483.25 REQUIREMENT Quality of Care:This is a less serious (but not lowest level) deficiency and is isolated to the fewest number of residents, staff, or occurrences. This deficiency is one that results in minimal discomfort to the resident or has the potential (not yet realized) to negatively affect the resident's ability to achieve his/her highest functional status.
§ 483.25 Quality of care
Quality of care is a fundamental principle that applies to all treatment and care provided to facility residents. Based on the comprehensive assessment of a resident, the facility must ensure that residents receive treatment and care in accordance with professional standards of practice, the comprehensive person-centered care plan, and the residents' choices.
Observations:

Based on the review of clinical records, interviews with staff, it was determined that the facility failed to administer medication as ordered by the physician for one of 8 residents reviewed. (Resident R1).

Findings Include:

Interview with Resident R1 conducted on May 8, 2025, at 10:00 a.m. revealed that "the nurse does not apply the moisturizer cream, she is supposed to do it all the time."
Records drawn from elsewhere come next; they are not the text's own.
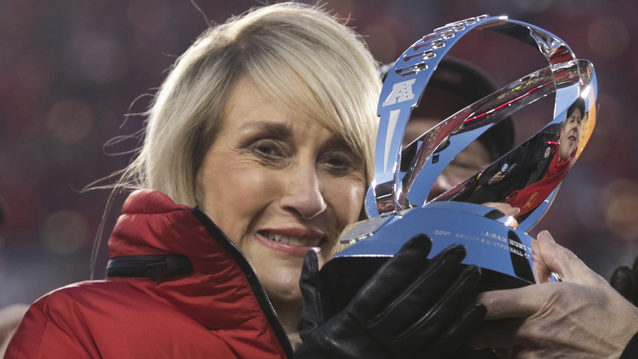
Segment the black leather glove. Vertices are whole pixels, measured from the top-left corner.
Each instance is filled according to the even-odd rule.
[[[616,268],[609,284],[627,300],[638,306],[638,257],[633,268],[625,265]]]
[[[316,254],[309,252],[300,280],[303,344],[294,358],[433,358],[464,341],[486,312],[466,303],[480,268],[461,264],[467,250],[458,244],[427,261],[431,247],[425,235],[411,239],[330,318],[323,317]]]

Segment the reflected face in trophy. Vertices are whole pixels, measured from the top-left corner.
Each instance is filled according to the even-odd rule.
[[[575,108],[565,120],[563,129],[560,132],[558,155],[561,160],[569,158],[576,151],[582,126],[582,114],[580,109]]]
[[[247,79],[226,105],[197,176],[198,203],[276,301],[300,303],[308,250],[322,265],[365,194],[364,160],[339,136],[282,110]]]
[[[409,144],[465,105],[464,102],[449,93],[436,89],[426,89],[420,105],[428,106],[425,109],[427,117],[419,117],[417,115],[422,111],[415,111],[406,126],[403,145]],[[433,185],[427,195],[427,201],[442,194],[491,162],[489,153],[485,146],[479,141],[473,142],[459,153],[443,169]]]

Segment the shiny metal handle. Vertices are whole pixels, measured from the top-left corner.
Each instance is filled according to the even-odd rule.
[[[468,106],[424,134],[410,145],[418,148],[417,151],[410,149],[417,155],[410,168],[401,171],[401,145],[412,109],[419,104],[441,59],[463,35],[475,29],[498,32],[535,46],[547,59],[549,67]],[[368,217],[423,206],[434,181],[458,151],[508,114],[553,92],[556,93],[556,121],[579,96],[581,73],[579,61],[564,42],[545,30],[505,17],[482,15],[450,24],[415,43],[395,63],[380,97],[375,181],[366,201]],[[508,108],[503,108],[504,104]],[[422,171],[426,161],[452,135],[456,135],[458,145],[447,151],[449,160],[440,160],[438,166]],[[426,176],[420,176],[422,172],[426,172]]]

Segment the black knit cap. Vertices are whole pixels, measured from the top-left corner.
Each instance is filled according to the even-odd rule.
[[[393,65],[385,65],[379,69],[382,79],[385,79]],[[439,63],[427,82],[426,91],[430,88],[456,96],[463,102],[464,106],[473,103],[497,89],[494,80],[483,70],[470,63],[450,56]],[[412,116],[426,117],[426,106],[417,107],[414,109]],[[487,149],[492,160],[494,160],[512,149],[514,136],[514,121],[508,116],[486,131],[478,137],[478,141]]]

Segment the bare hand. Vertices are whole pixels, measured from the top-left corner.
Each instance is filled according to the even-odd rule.
[[[489,320],[470,345],[501,358],[618,359],[638,332],[638,309],[548,232],[535,244],[539,284],[480,294]],[[563,282],[550,282],[552,272]]]

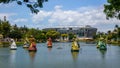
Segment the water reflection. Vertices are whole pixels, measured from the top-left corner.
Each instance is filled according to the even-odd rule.
[[[51,51],[52,50],[52,48],[48,48],[48,51]]]
[[[10,50],[10,68],[15,68],[16,50]]]
[[[29,52],[29,56],[32,61],[34,61],[35,55],[36,55],[36,52],[34,52],[34,51]]]
[[[99,50],[99,51],[100,51],[100,53],[101,53],[102,58],[104,59],[107,50]]]
[[[79,52],[71,52],[74,61],[77,61]]]

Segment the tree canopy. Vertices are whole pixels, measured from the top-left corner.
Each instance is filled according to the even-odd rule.
[[[38,13],[39,8],[43,7],[43,3],[48,0],[0,0],[0,3],[8,4],[11,2],[16,2],[18,5],[25,4],[28,8],[30,8],[32,13]]]
[[[106,18],[120,19],[120,0],[107,0],[107,2],[107,4],[104,4]]]

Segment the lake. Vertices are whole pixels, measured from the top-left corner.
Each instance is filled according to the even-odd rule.
[[[120,46],[108,45],[100,51],[96,44],[79,42],[80,51],[71,53],[71,42],[37,43],[37,52],[22,46],[0,48],[0,68],[120,68]]]

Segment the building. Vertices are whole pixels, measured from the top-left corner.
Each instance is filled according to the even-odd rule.
[[[45,28],[43,30],[55,30],[60,32],[61,34],[69,34],[73,33],[75,34],[79,39],[87,39],[90,38],[92,39],[94,35],[96,35],[97,28],[93,28],[89,25],[85,27],[80,27],[80,26],[69,26],[69,27],[59,27],[59,28]]]

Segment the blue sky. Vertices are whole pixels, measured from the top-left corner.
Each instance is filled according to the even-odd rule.
[[[34,0],[31,0],[34,1]],[[0,4],[0,19],[7,16],[12,25],[26,25],[29,28],[49,28],[59,26],[86,26],[98,31],[113,30],[120,21],[106,20],[103,5],[106,0],[49,0],[43,4],[38,14],[32,14],[24,4]]]

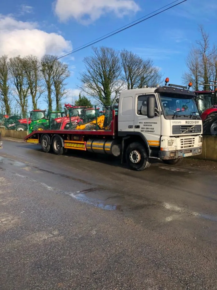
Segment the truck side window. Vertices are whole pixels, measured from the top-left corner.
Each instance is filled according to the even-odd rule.
[[[137,114],[143,116],[147,115],[147,100],[148,96],[139,96],[137,99]],[[155,100],[155,107],[157,107]]]

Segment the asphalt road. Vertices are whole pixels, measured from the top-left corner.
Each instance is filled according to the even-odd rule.
[[[203,167],[3,140],[0,289],[217,289],[216,188]]]

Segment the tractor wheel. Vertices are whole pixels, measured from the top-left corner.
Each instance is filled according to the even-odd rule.
[[[46,153],[50,152],[52,149],[50,143],[50,138],[49,136],[46,134],[43,135],[41,138],[41,144],[42,150]]]
[[[140,143],[134,142],[130,144],[126,154],[127,164],[133,170],[141,171],[148,168],[151,165],[146,150]]]
[[[175,165],[179,164],[183,160],[184,158],[176,158],[175,159],[171,159],[170,160],[162,160],[164,163],[169,165]]]
[[[26,131],[26,128],[25,125],[18,125],[16,127],[16,131]]]
[[[43,131],[45,129],[44,126],[43,125],[38,125],[36,131]]]
[[[64,148],[62,145],[60,138],[58,136],[55,136],[52,142],[54,153],[56,155],[62,155],[63,154]]]
[[[211,125],[210,133],[213,136],[217,136],[217,121],[214,122]]]

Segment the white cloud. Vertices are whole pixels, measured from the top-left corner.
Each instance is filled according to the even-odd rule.
[[[71,104],[73,104],[78,99],[78,96],[80,93],[81,93],[81,90],[79,89],[69,89],[67,97],[64,99],[65,102],[66,104],[69,103]]]
[[[41,57],[46,54],[61,54],[71,49],[70,42],[61,35],[47,33],[38,27],[37,23],[0,15],[0,56],[33,54]]]
[[[32,6],[29,6],[27,5],[23,4],[21,5],[20,9],[20,14],[24,15],[26,14],[32,13],[33,8]]]
[[[83,24],[93,22],[106,13],[121,17],[139,10],[134,0],[57,0],[55,6],[61,21],[73,17]]]

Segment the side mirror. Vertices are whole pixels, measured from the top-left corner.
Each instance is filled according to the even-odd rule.
[[[154,96],[150,96],[147,100],[147,116],[148,118],[154,118],[155,116],[155,97]]]

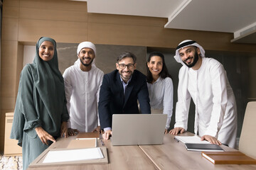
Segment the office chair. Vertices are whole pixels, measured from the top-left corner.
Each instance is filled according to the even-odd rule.
[[[256,101],[248,102],[239,141],[239,150],[256,159]]]

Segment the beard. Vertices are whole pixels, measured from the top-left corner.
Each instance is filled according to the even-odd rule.
[[[87,58],[88,58],[88,59],[92,59],[91,57],[87,57]],[[85,67],[88,67],[88,66],[91,65],[92,63],[92,62],[93,62],[93,59],[92,59],[92,60],[90,61],[90,63],[88,63],[88,64],[85,64],[85,63],[82,62],[82,59],[80,58],[80,62],[82,63],[82,64],[84,65],[84,66],[85,66]]]
[[[185,60],[185,62],[183,61],[183,62],[188,68],[191,68],[191,67],[194,67],[194,66],[196,65],[196,62],[198,61],[198,57],[198,57],[198,54],[196,52],[195,52],[195,55],[194,55],[194,57],[193,57],[193,62],[192,62],[192,63],[191,63],[191,64],[187,64],[187,63],[186,62],[186,60],[189,60],[189,59],[191,59],[191,58],[193,58],[193,57],[190,57],[187,58],[187,59]]]
[[[127,73],[129,72],[129,75],[124,75],[125,72],[127,72]],[[119,71],[119,74],[120,74],[120,76],[122,78],[122,79],[124,80],[124,81],[126,81],[126,83],[127,83],[127,81],[129,79],[131,79],[133,72],[132,72],[132,71],[124,72],[124,70],[122,70],[122,71]]]

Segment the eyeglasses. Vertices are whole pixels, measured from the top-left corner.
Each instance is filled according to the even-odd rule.
[[[118,64],[120,69],[125,69],[125,67],[127,67],[127,69],[132,69],[134,67],[134,64]]]

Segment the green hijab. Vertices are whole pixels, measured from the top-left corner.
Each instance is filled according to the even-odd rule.
[[[50,41],[54,46],[53,57],[48,62],[39,57],[39,47],[44,41]],[[65,91],[63,77],[58,69],[56,42],[53,39],[46,37],[39,39],[33,64],[36,68],[36,72],[33,72],[36,74],[33,75],[36,78],[34,84],[48,113],[51,113],[51,110],[55,110],[58,102],[61,102],[60,96]]]
[[[39,56],[39,48],[44,41],[54,46],[53,57],[47,62]],[[23,132],[34,138],[36,132],[33,129],[39,126],[51,135],[59,136],[61,123],[68,118],[56,42],[43,37],[36,43],[33,62],[26,64],[21,74],[11,138],[18,140],[20,143]]]

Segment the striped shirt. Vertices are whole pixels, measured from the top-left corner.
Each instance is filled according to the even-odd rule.
[[[153,84],[147,83],[150,106],[151,109],[164,109],[163,113],[167,115],[166,128],[170,128],[174,106],[174,85],[170,77],[161,78]]]

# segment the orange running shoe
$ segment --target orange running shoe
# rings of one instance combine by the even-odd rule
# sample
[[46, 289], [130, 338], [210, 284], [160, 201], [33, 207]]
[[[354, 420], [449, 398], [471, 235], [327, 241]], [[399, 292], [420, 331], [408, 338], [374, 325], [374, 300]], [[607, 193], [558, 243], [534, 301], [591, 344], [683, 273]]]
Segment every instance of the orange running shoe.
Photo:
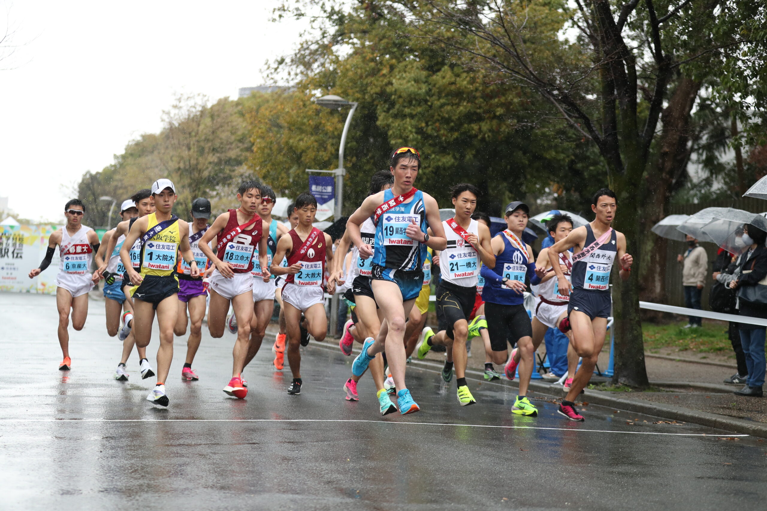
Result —
[[278, 352], [275, 356], [275, 361], [272, 362], [275, 365], [275, 369], [278, 371], [281, 371], [282, 368], [285, 367], [285, 353]]
[[285, 352], [285, 334], [277, 334], [277, 339], [275, 340], [275, 343], [272, 346], [272, 352], [275, 355]]

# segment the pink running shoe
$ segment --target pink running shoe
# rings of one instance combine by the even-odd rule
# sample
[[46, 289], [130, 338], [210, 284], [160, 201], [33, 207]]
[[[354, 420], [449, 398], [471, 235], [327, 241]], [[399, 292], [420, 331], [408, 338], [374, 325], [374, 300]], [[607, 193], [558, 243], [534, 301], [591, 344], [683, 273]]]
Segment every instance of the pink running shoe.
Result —
[[559, 409], [557, 410], [557, 412], [561, 415], [565, 415], [565, 417], [568, 418], [571, 421], [579, 421], [583, 422], [584, 420], [583, 418], [583, 415], [578, 414], [578, 411], [575, 411], [575, 407], [572, 405], [565, 405], [565, 403], [562, 403], [559, 405]]
[[344, 384], [344, 391], [346, 392], [347, 401], [360, 401], [359, 396], [357, 395], [357, 382], [351, 378]]
[[191, 367], [185, 367], [181, 369], [181, 379], [183, 380], [199, 380], [199, 376], [192, 370]]
[[338, 346], [344, 352], [344, 355], [347, 356], [351, 355], [351, 345], [354, 343], [354, 338], [349, 333], [349, 327], [354, 324], [354, 322], [351, 319], [346, 322], [346, 324], [344, 325], [344, 335], [341, 336], [341, 341], [338, 342]]
[[517, 373], [517, 365], [519, 365], [519, 362], [514, 362], [514, 355], [517, 354], [517, 349], [515, 348], [512, 350], [512, 355], [509, 357], [509, 362], [506, 362], [505, 367], [503, 368], [503, 372], [506, 373], [506, 378], [509, 380], [513, 380], [514, 376]]

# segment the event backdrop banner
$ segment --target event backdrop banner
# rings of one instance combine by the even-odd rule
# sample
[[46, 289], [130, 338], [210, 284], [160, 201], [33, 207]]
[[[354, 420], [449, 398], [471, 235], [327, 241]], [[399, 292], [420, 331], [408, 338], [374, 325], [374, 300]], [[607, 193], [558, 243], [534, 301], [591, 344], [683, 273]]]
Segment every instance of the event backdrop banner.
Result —
[[45, 257], [48, 237], [59, 228], [54, 224], [3, 225], [0, 234], [0, 291], [56, 293], [58, 249], [51, 266], [34, 279], [29, 272]]
[[333, 216], [335, 209], [335, 178], [330, 175], [310, 175], [309, 190], [317, 199], [317, 215], [321, 221]]

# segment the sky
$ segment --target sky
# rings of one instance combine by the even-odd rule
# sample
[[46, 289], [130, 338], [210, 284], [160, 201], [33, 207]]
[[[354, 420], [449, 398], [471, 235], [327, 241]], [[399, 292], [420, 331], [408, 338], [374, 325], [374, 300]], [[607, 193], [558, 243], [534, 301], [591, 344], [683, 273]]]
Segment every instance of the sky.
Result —
[[175, 94], [266, 84], [266, 61], [306, 26], [269, 21], [279, 3], [0, 0], [0, 38], [8, 25], [18, 46], [0, 61], [0, 197], [21, 218], [62, 220], [83, 173], [158, 132]]

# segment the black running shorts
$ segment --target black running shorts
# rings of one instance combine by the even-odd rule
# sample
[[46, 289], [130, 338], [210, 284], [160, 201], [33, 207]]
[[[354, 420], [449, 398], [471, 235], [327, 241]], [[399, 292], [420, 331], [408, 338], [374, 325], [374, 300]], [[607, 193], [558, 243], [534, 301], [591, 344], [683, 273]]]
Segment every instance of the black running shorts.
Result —
[[485, 319], [494, 352], [506, 350], [506, 339], [517, 342], [522, 337], [532, 337], [530, 316], [522, 305], [499, 305], [485, 302]]
[[456, 321], [469, 320], [474, 309], [476, 300], [477, 288], [456, 286], [454, 283], [441, 280], [435, 292], [436, 296], [436, 319], [439, 323], [439, 329], [445, 330], [447, 336], [455, 339], [453, 335], [453, 327]]

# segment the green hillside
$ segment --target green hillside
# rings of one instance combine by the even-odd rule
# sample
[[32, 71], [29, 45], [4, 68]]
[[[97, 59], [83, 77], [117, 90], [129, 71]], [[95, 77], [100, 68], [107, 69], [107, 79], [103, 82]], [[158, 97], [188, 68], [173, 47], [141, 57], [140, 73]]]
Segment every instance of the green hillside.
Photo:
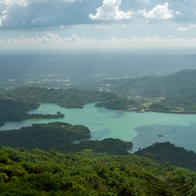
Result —
[[1, 196], [190, 196], [195, 183], [195, 172], [136, 155], [0, 149]]

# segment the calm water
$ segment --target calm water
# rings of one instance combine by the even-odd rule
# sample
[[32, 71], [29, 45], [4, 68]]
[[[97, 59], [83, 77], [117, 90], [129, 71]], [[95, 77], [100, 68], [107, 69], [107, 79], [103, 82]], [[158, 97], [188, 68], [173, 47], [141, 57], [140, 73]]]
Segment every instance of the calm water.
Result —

Review of Resident R1's clinical record revealed resident was admitted to the facility on May 15, 2022. Review of physician orders for Resident R1 revealed an order dated February 26, 2025, which indicated "Apply moisturize cream within 3 mins of shower to lock in moisture (CervaVe, Eucerin, Cetaphil, Aveeno) Repeat application as needed to establish dry areas."

Review of Resident R1's clinical record revealed that the resident receives showers on Tuesdays and Fridays during the week.

Review of April 2025's Medication Administration Record for Resident R1 revealed resident was receiving moisturizer as ordered on Fridays, after showers. Continued review failed to reveal documented evidence that the moisturizer was applied by facility staff after shower on Tuesdays, as ordered.

Interview conducted on May 8, 2025, at approximately 11:30 a.m. with the facility Administrator and Director of Nursing confirmed that the moisturizing cream was not applied by facility staff on Tuesdays after the resident's shower.

28 Pa. Code 211.10(c) Resident care policies

28 Pa. Code 211.12(d)(1)(5) Nursing services.



 Plan of Correction - To be completed: 05/27/2025

"This Plan of Correction constitutes this facility's written allegation of compliance for the deficiencies cited. This submission of this plan of correction is not an admission of or agreement with the deficiencies or conclusions contained in the Department's inspection report."



1. R1 is receiving his Eucerin moisturizing cream as ordered.
2. An initial audit of residents receiving Eucerin moisturizing cream was completed to validate administration as ordered. Variances were addressed at the time of the audit and placed on the facility audit tool.
3. Nursing staff will be re educated on administering Eucerin moisturizing cream as ordered.
4. DON/ designee will complete random audits weekly x4 and monthly x2 to validate residents are receiving Eucerin moisturizing cream as ordered. Audit findings will be addressed and submitted to the Quality Assurance Performance Improvement Committee for further review and recommendations as needed.